The Smart Watch Communication Module (2000) is used to increase and ease the field operations of the field personnel (6) and biotekcbs (1). The smary watch is integrated to the mobile software (500) thanks to both its portable size and touch and audio control features. The field personnel (6) may manage the duties, complaints, message, live connection request etc. communications arriving from the system with said smart watch module (2000). The field personnel (6) may make audio controls, habitat and vector selections.
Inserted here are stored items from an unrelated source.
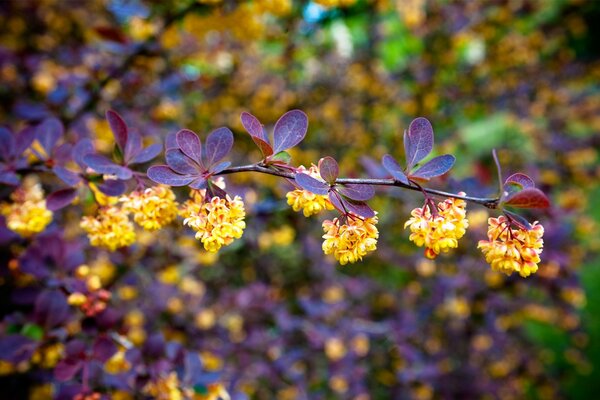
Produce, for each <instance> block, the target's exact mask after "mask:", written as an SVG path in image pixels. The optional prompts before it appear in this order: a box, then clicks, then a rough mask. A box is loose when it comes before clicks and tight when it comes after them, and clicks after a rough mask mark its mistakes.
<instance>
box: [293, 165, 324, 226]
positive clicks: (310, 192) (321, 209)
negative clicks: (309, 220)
mask: <svg viewBox="0 0 600 400" xmlns="http://www.w3.org/2000/svg"><path fill="white" fill-rule="evenodd" d="M298 172H304V173H306V174H308V175H310V176H311V177H313V178H315V179H317V180H320V181H323V179H322V178H321V175H320V174H319V169H318V167H317V166H316V165H313V166H311V167H310V168H309V169H306V168H305V167H303V166H302V165H301V166H300V167H299V168H298ZM285 197H286V198H287V201H288V204H289V205H290V206H292V209H293V210H294V211H300V210H302V212H303V213H304V216H305V217H310V216H311V215H315V214H318V213H320V212H321V211H324V210H333V208H334V207H333V204H331V202H330V201H329V199H328V198H327V196H323V195H320V194H314V193H311V192H309V191H308V190H304V189H295V190H292V191H291V192H288V193H287V194H286V195H285Z"/></svg>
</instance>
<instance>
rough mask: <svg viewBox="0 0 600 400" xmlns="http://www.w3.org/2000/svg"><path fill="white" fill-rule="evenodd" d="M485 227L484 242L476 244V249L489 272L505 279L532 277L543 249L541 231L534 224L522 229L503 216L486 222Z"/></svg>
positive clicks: (521, 228) (539, 225)
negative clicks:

Desktop Application Module (2200) is module which reaches the system (1) and functions offline. The user may access to the system data (1) without internet connection thanks to the desktop application (2200) and may receive reports, use artificial intelligence and artificial neural web modules in the same manner. The application performs synchronizations with the server through certain intervals and receives the data into the local database. It may respond to any module, save instantaneous communication modules, in the web application when no internet connection exists. Multi-live Connection and Video Conference Module (2300) may make sessions with 1-6 users simultaneously and may provide uninterrupted video display even in weak network webs. The module (2300) ensures the administrator to log in upon the request of the field personnel (6) for necessary situations (when the field personnel may not find an appropriate solution) and invite such session other users deemed favourable as to maintain an online opinion exchange. The administrator may manage the teams through a single session when the teams are required to perform collective duties on the field and may make audio communication with any of the participating client units.